When his family recently fled a separatist rebellion in the country’s English-speaking regions, they thought they had found a place where he could go to school in safety.
But that has turned out not to be the case as the school he attends in Douala, the biggest city in Cameroon, is at risk of closure because it is deemed illegal by the authorities.
Such illegal schools are mushrooming in Douala, where the majority of people are French-speaking.
‘Raining bullets’
Most schools in the Anglophone regions of North-West, including its capital Bamenda, and South-West have been shut down over the last three years, leaving more than 600,000 children out of school.
“I left Bamenda because there was a war. They were killing people and they were shooting guns,” Mackjourney told the BBC.
Those schools that did remain open were at risk of attack from separatist fighters.
“We would sit in class and bullets would be raining on the roof. It was scary,” he said.
Some enterprising people in Douala have stepped in to provide them with an education – at a price.
Mackjourney walks 2km (a little more than a mile) every morning through a narrow, winding pathway in a marshy area to his school, a wood structure with no windows.
From inside their classroom they can see the tall grass on all sides.
The location has been chosen so that it is hard for the authorities to find.
This is the second private school he has attended in Douala – the first was shut down by the government as it had not been approved.
The authorities say schools must have a playground, a library, and classrooms to be officially registered.
More than 250 schools closed
But the proprietors of these schools are willing to flout the regulations as there is money to be made from parents desperate to give their children an education.
With annual fees as much as $200 (£150), almost four times the monthly national minimum wage, they can cash in on the chaos created by the conflict.
“Just to pay the registration fee was not really easy for us,” said Mackjourney’s mother.
Like other parents, she says the options for those who have fled the conflict are limited as it is increasingly difficult to get a place in an approved school. So far the authorities have shut down more than 260 schools since the start of the school year in September and critics say they are not offering alternatives.
An official from the education department in Douala’s Wouri suburb, Sylvestre Fils Moukalla, said the government had taken steps to accommodate the fleeing students.
“The Minister of Secondary Education gave Parent Teacher Associations (PTAs) the express authorisation to build more classrooms in various schools.
“These PTAs mobilised enormous resources to build new classrooms and as a result the problem of the influx has been resolved. In Wouri for instance, all the children have found a classroom,” he said.
But the reality is that many of the available classrooms are already overcrowded.
Home schooling
Some parents too like the fact that the private schools teach their pupils in English – not French.
This is the root cause of the conflict in the Anglophone regions, which are home to about 20% of Cameroon’s nearly 25 million people.
The problems began in 2016 following the government’s decision to increase the use of French in schools and courts in the mainly English-speaking regions.
A key component of the separatist struggle has been a school boycott, enforced through the kidnapping of students and teachers who flout the order.
In February, 176 people, mostly students, were kidnapped before being released two days later.
Some of those who have fled to Francophone areas, including Claude Ngwa, are turning to home schooling.
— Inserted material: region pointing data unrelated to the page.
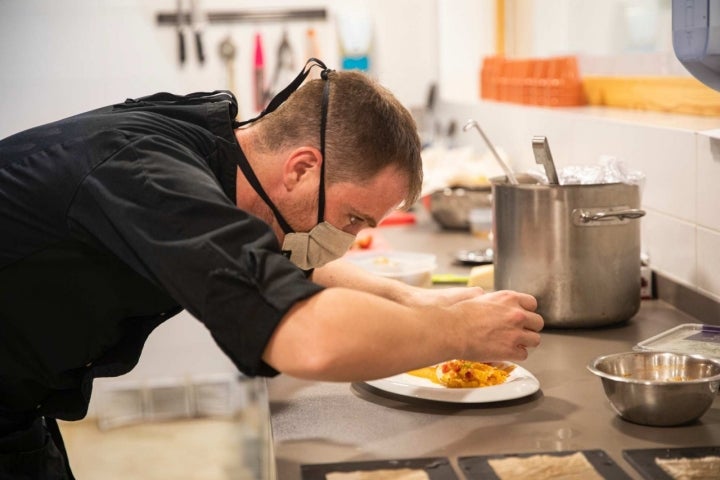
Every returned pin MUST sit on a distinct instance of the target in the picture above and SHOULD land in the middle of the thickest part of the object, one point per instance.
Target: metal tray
(437, 468)
(688, 338)
(644, 459)
(478, 468)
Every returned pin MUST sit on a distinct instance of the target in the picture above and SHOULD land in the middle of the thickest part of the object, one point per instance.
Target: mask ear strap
(323, 124)
(285, 93)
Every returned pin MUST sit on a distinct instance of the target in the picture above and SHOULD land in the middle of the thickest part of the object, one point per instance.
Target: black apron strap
(54, 430)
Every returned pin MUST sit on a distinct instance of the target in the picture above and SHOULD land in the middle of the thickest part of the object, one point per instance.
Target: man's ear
(302, 164)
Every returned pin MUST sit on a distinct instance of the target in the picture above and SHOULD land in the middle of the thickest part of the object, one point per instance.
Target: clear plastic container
(409, 267)
(688, 338)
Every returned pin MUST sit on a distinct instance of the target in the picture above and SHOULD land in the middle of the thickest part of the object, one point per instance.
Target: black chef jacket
(111, 222)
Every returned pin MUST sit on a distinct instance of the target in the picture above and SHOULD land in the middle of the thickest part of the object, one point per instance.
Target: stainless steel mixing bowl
(658, 388)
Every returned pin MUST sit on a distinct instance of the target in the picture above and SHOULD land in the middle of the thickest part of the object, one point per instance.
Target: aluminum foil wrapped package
(608, 170)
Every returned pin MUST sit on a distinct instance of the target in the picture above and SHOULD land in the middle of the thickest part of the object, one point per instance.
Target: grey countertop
(317, 422)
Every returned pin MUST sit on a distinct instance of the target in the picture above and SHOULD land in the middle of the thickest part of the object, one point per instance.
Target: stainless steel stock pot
(576, 248)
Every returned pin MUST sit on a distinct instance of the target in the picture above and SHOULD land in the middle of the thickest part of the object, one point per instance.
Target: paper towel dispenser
(696, 38)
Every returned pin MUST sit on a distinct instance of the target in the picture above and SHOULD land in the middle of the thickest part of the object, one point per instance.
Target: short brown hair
(367, 129)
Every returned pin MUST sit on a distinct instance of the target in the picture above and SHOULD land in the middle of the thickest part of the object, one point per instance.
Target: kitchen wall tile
(671, 245)
(708, 262)
(708, 179)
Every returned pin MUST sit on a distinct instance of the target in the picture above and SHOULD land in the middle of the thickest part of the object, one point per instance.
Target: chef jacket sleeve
(157, 206)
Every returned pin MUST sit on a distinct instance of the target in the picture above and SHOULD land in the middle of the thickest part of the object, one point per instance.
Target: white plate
(520, 383)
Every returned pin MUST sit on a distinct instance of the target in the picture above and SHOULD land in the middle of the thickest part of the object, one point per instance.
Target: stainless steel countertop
(317, 422)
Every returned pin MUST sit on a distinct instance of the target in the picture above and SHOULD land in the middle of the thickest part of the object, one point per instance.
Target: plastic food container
(409, 267)
(688, 338)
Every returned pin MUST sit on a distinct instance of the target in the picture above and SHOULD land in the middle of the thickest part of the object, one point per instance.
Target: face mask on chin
(324, 242)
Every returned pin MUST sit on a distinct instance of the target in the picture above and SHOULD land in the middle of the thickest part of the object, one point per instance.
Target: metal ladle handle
(509, 173)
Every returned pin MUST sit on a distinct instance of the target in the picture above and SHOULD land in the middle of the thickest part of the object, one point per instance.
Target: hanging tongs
(196, 24)
(509, 173)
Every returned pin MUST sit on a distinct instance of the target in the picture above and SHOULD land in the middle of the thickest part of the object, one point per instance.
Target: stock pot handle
(586, 216)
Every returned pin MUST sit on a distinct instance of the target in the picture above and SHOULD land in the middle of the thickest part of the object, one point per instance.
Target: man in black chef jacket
(116, 219)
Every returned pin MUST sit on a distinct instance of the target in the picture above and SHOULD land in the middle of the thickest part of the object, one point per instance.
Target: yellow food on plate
(482, 276)
(465, 374)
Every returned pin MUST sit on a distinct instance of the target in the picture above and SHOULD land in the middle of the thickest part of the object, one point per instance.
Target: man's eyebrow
(372, 223)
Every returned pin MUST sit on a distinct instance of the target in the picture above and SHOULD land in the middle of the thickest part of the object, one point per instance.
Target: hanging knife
(196, 25)
(181, 34)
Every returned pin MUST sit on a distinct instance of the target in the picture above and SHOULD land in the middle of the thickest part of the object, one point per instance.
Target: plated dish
(520, 383)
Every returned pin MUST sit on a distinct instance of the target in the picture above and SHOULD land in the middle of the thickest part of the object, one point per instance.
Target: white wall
(61, 57)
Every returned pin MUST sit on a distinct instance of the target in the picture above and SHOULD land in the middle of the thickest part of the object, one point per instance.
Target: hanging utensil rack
(171, 19)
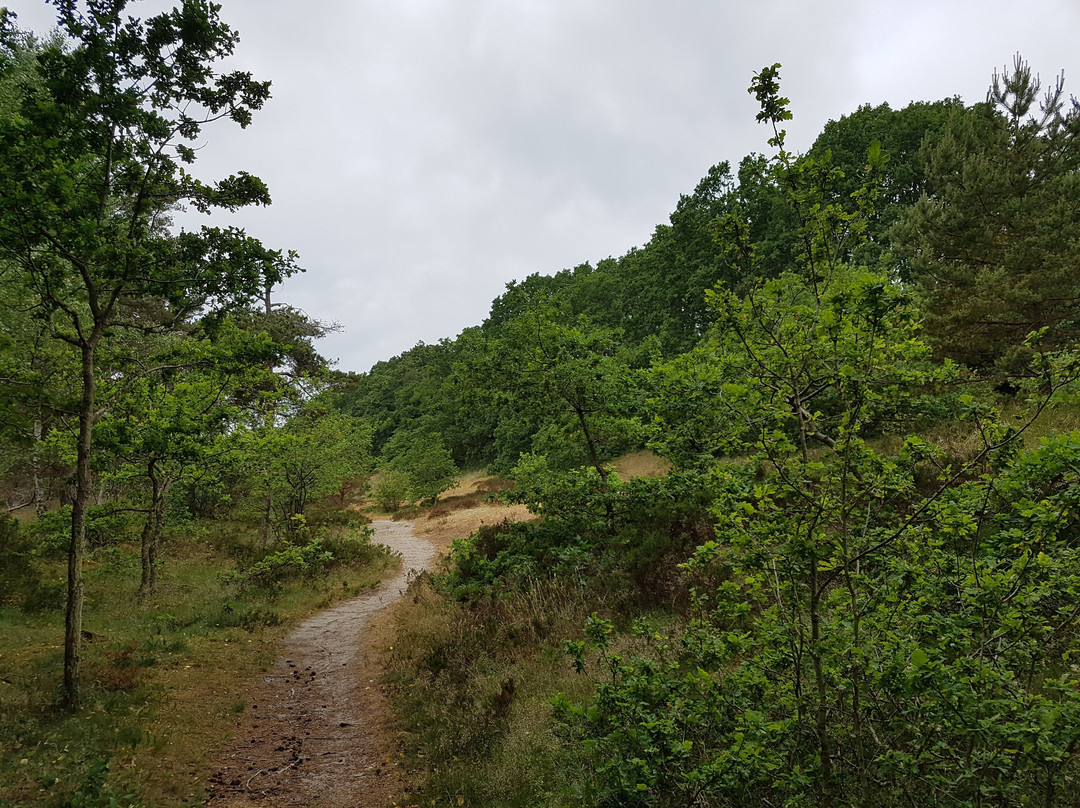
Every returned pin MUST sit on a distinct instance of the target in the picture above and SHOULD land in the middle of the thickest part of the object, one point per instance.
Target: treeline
(148, 379)
(856, 583)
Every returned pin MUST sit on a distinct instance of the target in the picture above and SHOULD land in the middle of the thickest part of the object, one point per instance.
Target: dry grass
(442, 526)
(643, 463)
(164, 681)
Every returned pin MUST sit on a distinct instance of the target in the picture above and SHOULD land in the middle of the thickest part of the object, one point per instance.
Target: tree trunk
(72, 622)
(151, 529)
(40, 500)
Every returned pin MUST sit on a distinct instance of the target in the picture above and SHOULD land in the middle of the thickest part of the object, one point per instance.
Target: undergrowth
(162, 679)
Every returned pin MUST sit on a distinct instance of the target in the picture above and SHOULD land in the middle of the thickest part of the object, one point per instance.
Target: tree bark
(72, 622)
(40, 501)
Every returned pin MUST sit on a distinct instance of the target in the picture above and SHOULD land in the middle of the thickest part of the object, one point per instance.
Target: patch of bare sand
(443, 525)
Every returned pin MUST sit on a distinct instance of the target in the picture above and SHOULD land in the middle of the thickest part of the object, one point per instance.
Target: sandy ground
(315, 731)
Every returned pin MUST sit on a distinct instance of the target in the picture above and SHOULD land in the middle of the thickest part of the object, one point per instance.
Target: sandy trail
(314, 734)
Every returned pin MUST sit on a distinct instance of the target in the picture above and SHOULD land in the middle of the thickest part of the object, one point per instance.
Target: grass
(472, 688)
(163, 681)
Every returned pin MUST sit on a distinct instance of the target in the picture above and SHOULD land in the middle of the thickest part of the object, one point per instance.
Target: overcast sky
(421, 153)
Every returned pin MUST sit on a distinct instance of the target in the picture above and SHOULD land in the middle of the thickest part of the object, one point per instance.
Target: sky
(422, 153)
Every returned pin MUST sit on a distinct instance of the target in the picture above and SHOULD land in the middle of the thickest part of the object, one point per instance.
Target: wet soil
(315, 730)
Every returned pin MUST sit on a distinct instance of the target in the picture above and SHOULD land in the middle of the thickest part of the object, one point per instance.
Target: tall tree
(91, 167)
(994, 243)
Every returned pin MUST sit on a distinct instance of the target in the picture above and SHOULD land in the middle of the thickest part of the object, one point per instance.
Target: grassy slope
(163, 681)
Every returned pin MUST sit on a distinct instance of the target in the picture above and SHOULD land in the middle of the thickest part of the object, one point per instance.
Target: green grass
(162, 681)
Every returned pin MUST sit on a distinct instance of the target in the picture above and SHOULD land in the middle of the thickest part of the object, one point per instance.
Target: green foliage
(390, 489)
(302, 557)
(866, 628)
(428, 466)
(993, 244)
(97, 793)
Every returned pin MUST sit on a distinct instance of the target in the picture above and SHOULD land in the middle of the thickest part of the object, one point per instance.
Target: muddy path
(314, 732)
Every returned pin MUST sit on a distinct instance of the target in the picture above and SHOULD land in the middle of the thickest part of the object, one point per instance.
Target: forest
(847, 573)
Why Cameroon is still divided along colonial lines:
- Colonised by Germany in 1884
- British and French troops force Germans to leave in 1916
- Cameroon is split three years later – 80% goes to the French and 20% to the British
- French-run Cameroon becomes independent in 1960
- Following a referendum, the (British) Southern Cameroons join Cameroon, while Northern Cameroons join English-speaking Nigeria.
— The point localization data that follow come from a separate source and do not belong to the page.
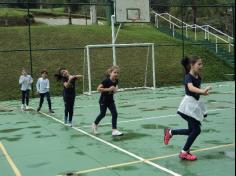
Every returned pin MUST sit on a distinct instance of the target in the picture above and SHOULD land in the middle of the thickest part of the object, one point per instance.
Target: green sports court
(38, 143)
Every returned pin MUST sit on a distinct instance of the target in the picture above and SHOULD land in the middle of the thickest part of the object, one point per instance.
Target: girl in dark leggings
(191, 109)
(107, 88)
(69, 93)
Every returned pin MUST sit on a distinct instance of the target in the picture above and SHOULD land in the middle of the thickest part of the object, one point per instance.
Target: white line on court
(149, 118)
(10, 161)
(137, 102)
(150, 159)
(115, 147)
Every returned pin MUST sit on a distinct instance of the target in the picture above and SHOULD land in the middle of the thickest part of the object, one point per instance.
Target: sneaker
(167, 136)
(70, 124)
(51, 111)
(38, 109)
(22, 107)
(94, 128)
(116, 133)
(65, 120)
(187, 156)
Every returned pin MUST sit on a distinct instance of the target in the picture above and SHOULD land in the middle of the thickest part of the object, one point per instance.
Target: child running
(25, 81)
(43, 90)
(69, 92)
(190, 109)
(108, 87)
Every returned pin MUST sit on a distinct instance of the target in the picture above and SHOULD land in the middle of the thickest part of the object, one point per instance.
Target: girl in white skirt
(190, 109)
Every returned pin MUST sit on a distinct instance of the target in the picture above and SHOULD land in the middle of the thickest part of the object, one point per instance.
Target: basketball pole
(113, 38)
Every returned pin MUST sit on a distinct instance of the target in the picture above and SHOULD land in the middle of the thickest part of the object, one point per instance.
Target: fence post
(170, 21)
(216, 45)
(205, 33)
(186, 31)
(156, 21)
(173, 30)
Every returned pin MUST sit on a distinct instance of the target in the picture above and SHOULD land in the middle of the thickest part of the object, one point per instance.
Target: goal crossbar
(87, 58)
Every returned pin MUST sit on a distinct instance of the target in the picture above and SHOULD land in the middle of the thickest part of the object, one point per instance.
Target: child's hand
(206, 90)
(112, 89)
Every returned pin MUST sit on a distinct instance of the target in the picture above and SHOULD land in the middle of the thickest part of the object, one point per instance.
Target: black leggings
(103, 110)
(194, 129)
(69, 107)
(42, 95)
(25, 97)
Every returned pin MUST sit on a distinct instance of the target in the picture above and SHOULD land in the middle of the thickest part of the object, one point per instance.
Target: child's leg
(41, 100)
(71, 108)
(23, 97)
(182, 131)
(66, 111)
(112, 108)
(27, 97)
(103, 110)
(49, 100)
(195, 131)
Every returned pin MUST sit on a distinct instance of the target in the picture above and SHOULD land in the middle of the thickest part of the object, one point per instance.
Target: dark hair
(188, 61)
(111, 69)
(44, 71)
(58, 75)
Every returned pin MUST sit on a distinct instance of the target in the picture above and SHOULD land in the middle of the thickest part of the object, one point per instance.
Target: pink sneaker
(187, 156)
(167, 136)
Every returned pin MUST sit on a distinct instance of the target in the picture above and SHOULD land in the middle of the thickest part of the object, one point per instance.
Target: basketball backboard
(128, 11)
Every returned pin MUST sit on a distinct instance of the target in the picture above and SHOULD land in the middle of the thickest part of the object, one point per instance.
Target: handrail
(217, 30)
(195, 26)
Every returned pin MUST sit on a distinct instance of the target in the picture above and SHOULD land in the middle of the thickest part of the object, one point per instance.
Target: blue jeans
(194, 129)
(42, 95)
(69, 107)
(25, 96)
(103, 110)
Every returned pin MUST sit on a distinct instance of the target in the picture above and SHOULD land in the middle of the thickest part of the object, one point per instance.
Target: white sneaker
(22, 107)
(69, 124)
(94, 128)
(116, 133)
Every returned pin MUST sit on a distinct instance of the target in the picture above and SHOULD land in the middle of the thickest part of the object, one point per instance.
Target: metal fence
(25, 40)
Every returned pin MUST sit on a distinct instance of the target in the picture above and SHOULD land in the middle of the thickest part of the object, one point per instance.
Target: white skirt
(193, 108)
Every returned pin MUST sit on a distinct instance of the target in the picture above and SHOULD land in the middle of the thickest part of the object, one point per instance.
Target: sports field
(39, 144)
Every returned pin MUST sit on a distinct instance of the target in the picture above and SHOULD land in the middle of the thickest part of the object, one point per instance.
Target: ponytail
(111, 69)
(186, 64)
(188, 61)
(58, 75)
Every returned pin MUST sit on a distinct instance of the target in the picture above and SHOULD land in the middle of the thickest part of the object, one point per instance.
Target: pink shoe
(187, 156)
(167, 136)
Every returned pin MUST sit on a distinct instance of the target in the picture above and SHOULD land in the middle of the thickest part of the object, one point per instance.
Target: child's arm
(67, 84)
(37, 86)
(79, 76)
(102, 89)
(21, 79)
(197, 90)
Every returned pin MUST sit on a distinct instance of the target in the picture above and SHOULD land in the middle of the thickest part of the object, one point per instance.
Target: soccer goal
(136, 62)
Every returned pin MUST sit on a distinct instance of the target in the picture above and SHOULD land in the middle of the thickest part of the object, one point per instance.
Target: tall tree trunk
(194, 9)
(93, 12)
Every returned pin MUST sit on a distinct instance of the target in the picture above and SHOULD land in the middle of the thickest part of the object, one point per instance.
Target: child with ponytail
(191, 109)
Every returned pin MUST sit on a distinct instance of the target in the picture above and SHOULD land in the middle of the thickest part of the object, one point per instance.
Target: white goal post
(87, 62)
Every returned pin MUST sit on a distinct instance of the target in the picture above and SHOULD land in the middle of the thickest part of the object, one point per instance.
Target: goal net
(136, 62)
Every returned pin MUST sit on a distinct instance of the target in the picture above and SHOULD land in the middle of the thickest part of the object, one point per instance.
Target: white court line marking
(137, 102)
(149, 118)
(150, 159)
(115, 147)
(10, 161)
(126, 102)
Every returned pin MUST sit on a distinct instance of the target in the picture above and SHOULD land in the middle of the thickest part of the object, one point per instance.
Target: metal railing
(205, 28)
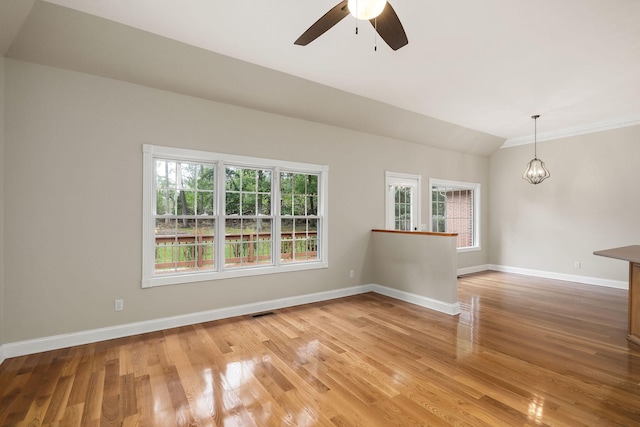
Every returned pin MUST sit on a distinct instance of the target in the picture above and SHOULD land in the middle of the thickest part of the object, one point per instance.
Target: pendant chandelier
(536, 172)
“I decided to get a private teacher to see how we can manage to educate these children at home,” said Mr Ngwa, a bricklayer and father of seven.
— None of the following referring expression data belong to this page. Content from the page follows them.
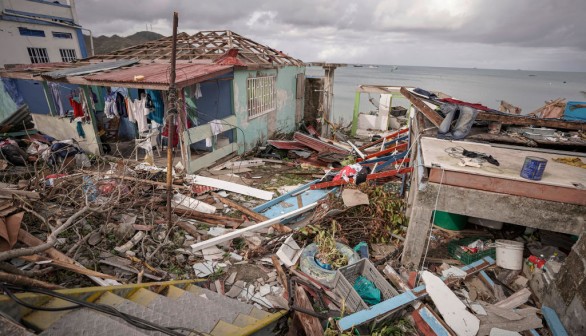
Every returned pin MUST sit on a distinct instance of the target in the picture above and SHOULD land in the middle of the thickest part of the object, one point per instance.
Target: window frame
(261, 95)
(68, 55)
(38, 55)
(64, 35)
(24, 31)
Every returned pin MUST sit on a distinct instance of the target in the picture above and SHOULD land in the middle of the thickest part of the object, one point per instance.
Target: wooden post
(171, 122)
(356, 113)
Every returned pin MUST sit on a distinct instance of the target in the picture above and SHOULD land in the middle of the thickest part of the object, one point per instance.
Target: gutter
(4, 12)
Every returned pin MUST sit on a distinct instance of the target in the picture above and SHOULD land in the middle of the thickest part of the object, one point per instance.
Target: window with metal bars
(31, 32)
(68, 55)
(62, 35)
(38, 55)
(261, 95)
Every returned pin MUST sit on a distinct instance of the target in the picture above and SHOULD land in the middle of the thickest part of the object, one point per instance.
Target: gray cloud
(528, 34)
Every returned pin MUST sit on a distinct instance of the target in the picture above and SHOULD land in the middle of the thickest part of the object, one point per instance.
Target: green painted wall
(280, 120)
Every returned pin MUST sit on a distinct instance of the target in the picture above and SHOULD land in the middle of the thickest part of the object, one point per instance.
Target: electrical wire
(133, 320)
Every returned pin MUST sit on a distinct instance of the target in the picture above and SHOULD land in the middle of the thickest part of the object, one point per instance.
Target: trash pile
(312, 226)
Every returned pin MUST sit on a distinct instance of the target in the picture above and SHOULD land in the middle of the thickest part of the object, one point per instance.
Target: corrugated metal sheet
(86, 69)
(186, 74)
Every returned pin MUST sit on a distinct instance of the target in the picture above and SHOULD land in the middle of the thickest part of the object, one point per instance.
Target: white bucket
(509, 254)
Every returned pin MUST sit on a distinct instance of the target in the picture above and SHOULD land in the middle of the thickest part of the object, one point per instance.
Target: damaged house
(233, 93)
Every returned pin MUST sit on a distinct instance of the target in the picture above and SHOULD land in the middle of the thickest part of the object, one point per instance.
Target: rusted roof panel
(187, 74)
(90, 68)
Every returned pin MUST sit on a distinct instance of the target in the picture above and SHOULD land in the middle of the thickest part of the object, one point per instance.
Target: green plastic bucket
(450, 221)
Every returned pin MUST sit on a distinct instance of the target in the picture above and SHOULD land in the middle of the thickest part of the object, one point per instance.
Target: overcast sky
(495, 34)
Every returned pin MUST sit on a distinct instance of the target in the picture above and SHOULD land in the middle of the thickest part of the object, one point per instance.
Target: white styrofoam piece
(289, 252)
(186, 202)
(503, 332)
(450, 307)
(229, 186)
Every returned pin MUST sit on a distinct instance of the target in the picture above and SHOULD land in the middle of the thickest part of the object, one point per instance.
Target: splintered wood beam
(427, 111)
(256, 216)
(527, 121)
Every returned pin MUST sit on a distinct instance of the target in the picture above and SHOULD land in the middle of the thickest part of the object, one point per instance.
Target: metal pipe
(171, 122)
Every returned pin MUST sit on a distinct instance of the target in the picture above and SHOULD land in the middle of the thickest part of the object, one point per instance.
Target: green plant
(327, 251)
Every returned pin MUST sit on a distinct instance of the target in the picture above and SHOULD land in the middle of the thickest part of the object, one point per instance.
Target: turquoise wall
(280, 120)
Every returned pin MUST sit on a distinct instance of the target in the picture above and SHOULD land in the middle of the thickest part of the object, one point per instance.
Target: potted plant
(328, 255)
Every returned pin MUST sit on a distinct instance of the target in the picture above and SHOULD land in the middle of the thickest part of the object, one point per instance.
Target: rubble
(341, 215)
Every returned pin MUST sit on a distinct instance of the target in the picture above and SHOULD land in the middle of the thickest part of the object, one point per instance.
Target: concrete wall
(14, 45)
(281, 120)
(567, 295)
(314, 98)
(38, 15)
(59, 9)
(62, 129)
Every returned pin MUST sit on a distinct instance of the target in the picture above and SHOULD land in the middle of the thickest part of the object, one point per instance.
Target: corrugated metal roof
(86, 69)
(186, 74)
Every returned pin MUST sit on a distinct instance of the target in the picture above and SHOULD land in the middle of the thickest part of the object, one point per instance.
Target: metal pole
(171, 122)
He believes it is cheaper to pay one teacher than pay individual school fees for his children.
“It’s too difficult for us. We are suffering. I am really ashamed that these children should stay in the house.”
Anyambod Emmanuel Anya, founder of the Protestant University of Central Africa based in Cameroon’s capital, Yaoundé, warns of a bleak future if no solution is found fast.
“The future of the children has been mortgaged to poverty, mortgaged to illiteracy and mortgaged to long-term suffering,” he told the BBC.
“That is the price we are paying as a result of this conflict,” he said.